Skills Review

This week we’re having a look at those all important skating skills.

It can feel a little overwhelming when you first start at the sheer volume of skating skills you need to play roller derby, and, in particular to pass those pesky and dreaded “minimum skills.” But these are the foundation to becoming a great player and from time to time it’s always good to look back and assess how far you’ve come!

So what are the skate skills that confound people the most?

Coco and Shock ‘N’ Awedrey both agree that Crossovers caused the most contention; even to the point of tears! (we’ve all been there!)

Many would agree and certainly Yan Dam, Tricerapops, Stop! Hannah Time and Apex Twin all feel that Transitions are the trickiest.

Apex Twin says “I nearly failed my first freshies as I just couldn’t spin. I was doing hard 180 corners instead. It took a free skate session where I just tried it for over an hour. Gradually I’d feel like I was getting closer to doing a transition, even if I was still failing each time. And then suddenly I did one. And didn’t fall over! Then another. Then another.

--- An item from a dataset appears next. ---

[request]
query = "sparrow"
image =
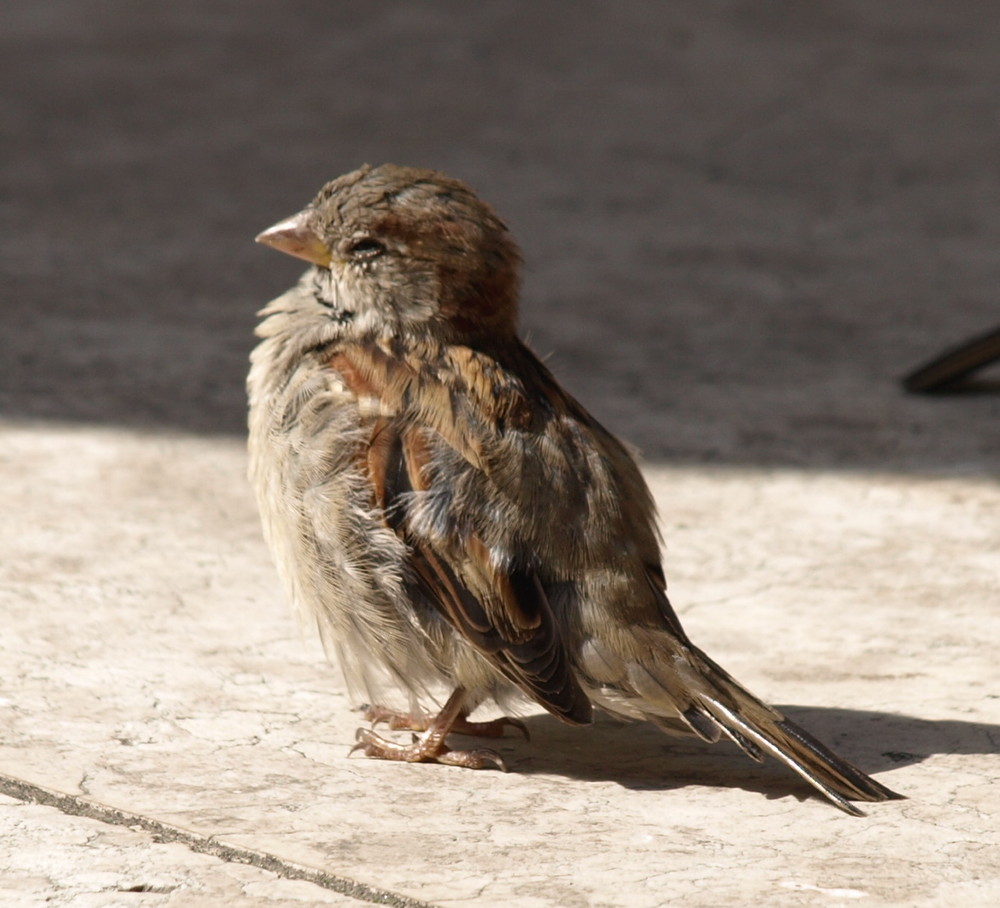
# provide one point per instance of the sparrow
(447, 515)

Then another. They weren’t elegant at all. Especially on my weaker side. But I’d learned it enough to be able to pass min skills test the next week.”

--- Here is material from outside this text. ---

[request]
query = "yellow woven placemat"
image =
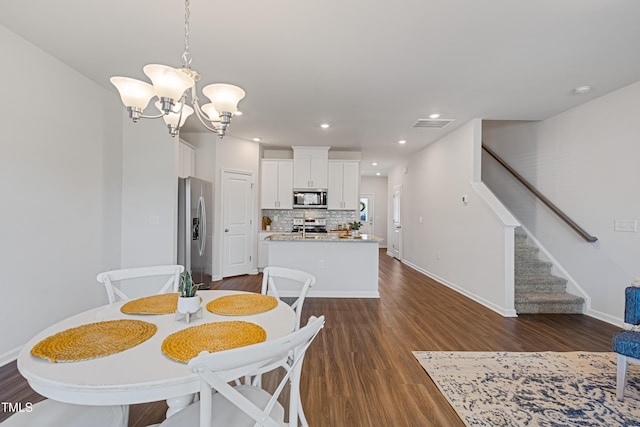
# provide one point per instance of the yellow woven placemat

Photo courtesy of Martyn Boston

Stop! Hannah Time points out how difficult transitions can be, particularly at speed! “I thought I’d never be able to transition, particularly at speed, it took so long to master due to an intense fear of dislocating my easily-dislocatable knee. Now I can transition at any speed without a second thought (right, at least – still struggle left!) and I’m not even sure how it happened!”


Barney Trouble feels it’s all a state of mind when it comes to Derby Stops. He said “I couldn’t get my head around doing a transition and then stopping in two separate movements – I kept wanting to stop as I turned but as soon as I broke it down, something clicked and now I find it’s the easiest stop.”

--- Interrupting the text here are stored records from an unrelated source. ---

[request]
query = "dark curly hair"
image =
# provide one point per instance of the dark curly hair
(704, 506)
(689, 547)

Nothing takes more commitment and endurance then 27/5 and it’s something many people have to really work towards and continue to maintain. The Atkins Riot says “25 in 5 as it was back then – took ages. It took a lot for me to pass it as nerves would kick in and I’d stack it.

I had to do a lot of work on my general fitness as I just didn’t have the stamina or strength to maintain good skating technique and consistent crossovers with good underpush for 25 laps.”

And for everyone still struggling with 27/5 she advises; “I looked at the most efficient racing line and how to be wide on the straights to minimise deceleration on the corners. Then, I relaxed and focused on skating slow but with good technique down the straights with 2 strong crossovers on each corner which then minimised the effort I needed to use on the straights. After that, 25 in 5 was a piece of piss and I quickly progressed to hit 27, then 29 and more.”

Circle Jerk identified one of the tricker skating techniques; moving on toe stops. He says, “Moving on toe stops was an absolute nightmare for all of Fresh Meat but now I find it really easy. Having skates that now fit might have helped!”

You may have already noticed but there are many ways to stop when skating; and I don’t just mean falling over! Cherry Revenge and Lemmy Atom look at the other ways you can stop. Cherry Revenge talks about Hockey stops. She says, “I still struggle with hockey stops. I can only really go one way. I practice them a lot too, and some sessions get really good at it. Then the skill disappears, really frustrating!”


Photo courtesy of Pete Florey


You might be familiar with this one; it’s one of the first stops you’ll learn! Lemmy Atom said “Plow stops were my nemesis for the best part of 18 months. Turns out having wheels that are too grippy can really hamper you when you aren’t sure if your technique is good. The first time I tried to plow in hard wheels was a miraculous revelation actually being able to do it.”

You might have realised there are a very many skills to learn and the general consensus is practice! practice! practice! It’s always worth looking at your kit and seeing what tweaks you can make but it’s important to remember it’s the person that makes an excellent skater first. The more you advance the more the equipment is there to support your technique. Which brings us nicely onto our final look at skills, for the skaters who aren’t quite there yet, spare a thought for our very own Skate Plissken. Bless his heart he struggles with 360 apex jumps… I know right?

Whilst some of us are still getting the courage to do a tiny apex hop; Skate Plissken says he struggles with; “…a 360 apex jump that lands in front of an escaped jammer, on corner 2 with a slight pack movement so I’m able to Skate Plissken all along the 2nd straight, Plisskissing all the while!”